[Pitch] Low-level linkage control attributes: @used and @section

kubamracek · June 28, 2023, 3:24pm

Hello, Swift Community!

Pitch

I'd like to make a pitch for adding two attributes to globals and functions in Swift that can be used to control exactly how are symbols (at the linker level) exported. Both the attributes have existed in the C/C++/ObjC world for a long time:

@used ... the analogue to GCC's/Clang's __attribute__((used))
@section("section_name") ... the analogue to GCC's/Clang's __attribute__((section("section_name")))

Motivation

The motivation has two goals:

To provide low-level building blocks for building more high-level APIs, e.g. "linker sets" (see below) or custom per-type metadata as described in SE-0385 (swift-evolution/proposals/0385-custom-reflection-metadata.md at main · apple/swift-evolution · GitHub). Though this pitch/proposal doesn't actually try to add or design the high-level APIs, just provide a path towards unblocking the design of them, separately.
To provide a low-level mechanism for systems programming use cases that are bespoke cases for concrete systems and building a generally reusable high-level API doesn't make sense (and the project author is free to build such a high-level API as an internal mechanism in their project).

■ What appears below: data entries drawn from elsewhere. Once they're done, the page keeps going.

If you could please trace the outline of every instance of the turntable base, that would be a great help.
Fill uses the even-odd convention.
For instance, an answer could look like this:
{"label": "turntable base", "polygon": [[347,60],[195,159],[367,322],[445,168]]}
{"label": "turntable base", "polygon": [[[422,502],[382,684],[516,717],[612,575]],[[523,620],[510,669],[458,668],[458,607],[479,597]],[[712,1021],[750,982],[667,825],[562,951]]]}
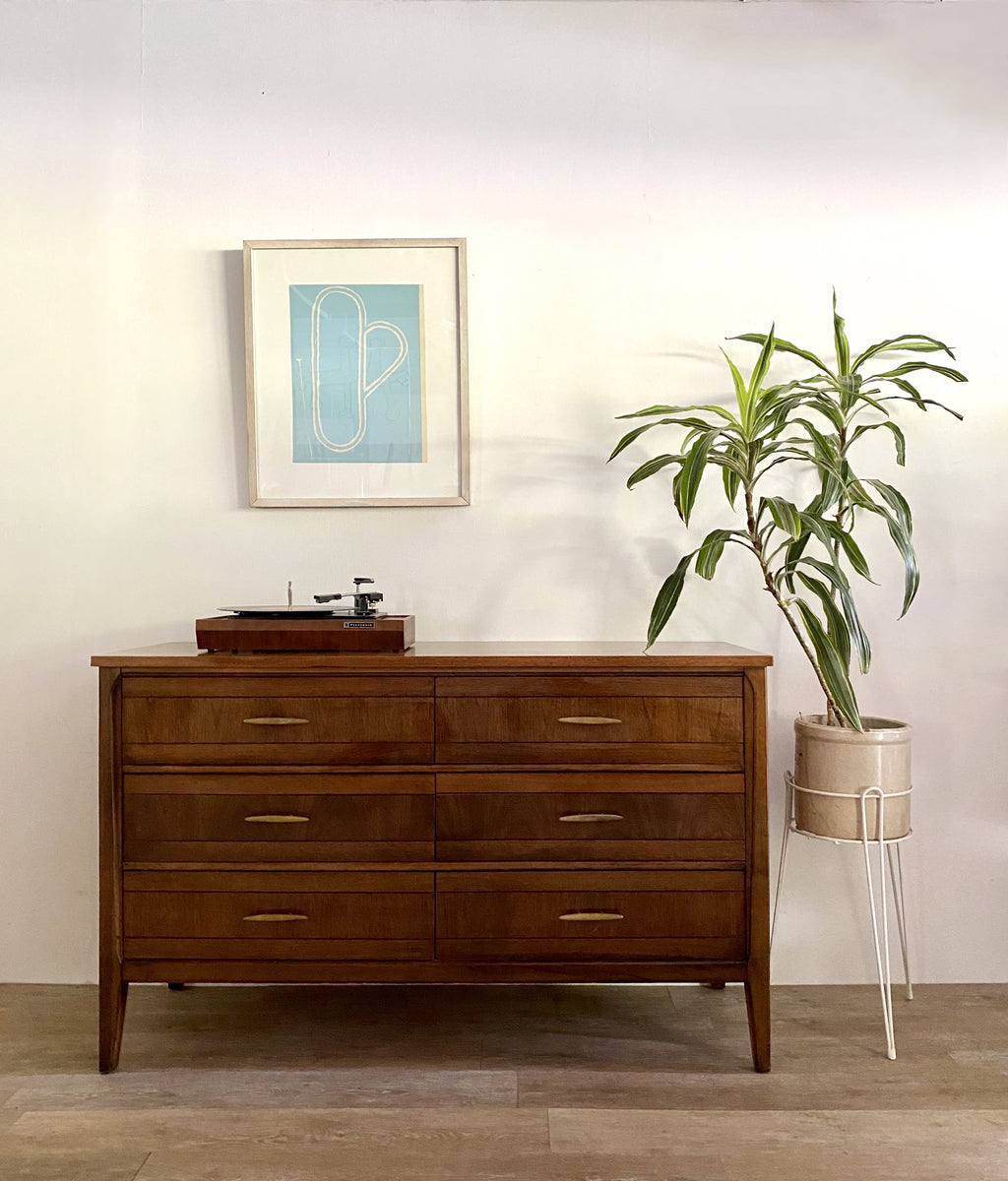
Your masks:
{"label": "turntable base", "polygon": [[196,620],[196,645],[208,652],[404,652],[415,635],[414,615]]}

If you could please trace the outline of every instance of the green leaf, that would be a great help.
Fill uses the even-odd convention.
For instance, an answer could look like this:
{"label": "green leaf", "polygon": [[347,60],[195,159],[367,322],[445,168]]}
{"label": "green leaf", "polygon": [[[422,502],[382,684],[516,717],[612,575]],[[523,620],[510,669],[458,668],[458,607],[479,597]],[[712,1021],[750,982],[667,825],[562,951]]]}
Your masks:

The "linker set" mechanism is is an approach that Swift is already using: Nearly any kind of compiler-emited metadata is put into a specifically-named section in the binary and given a fixed-layout record. Then when we want to do a lookup for some information -- say, to find the protocol conformances in the binary -- we ask the loader (dyld on Darwin) to give us the start/end address of that section in each of the loaded images, and then you can iterate through all of the records in those sections. It's also possible to extract some of that metadata from outside the process, or dig it out of the binary itself. We do this with the existing reflection library in, e.g., swift-inspect and swift-reflection-dump.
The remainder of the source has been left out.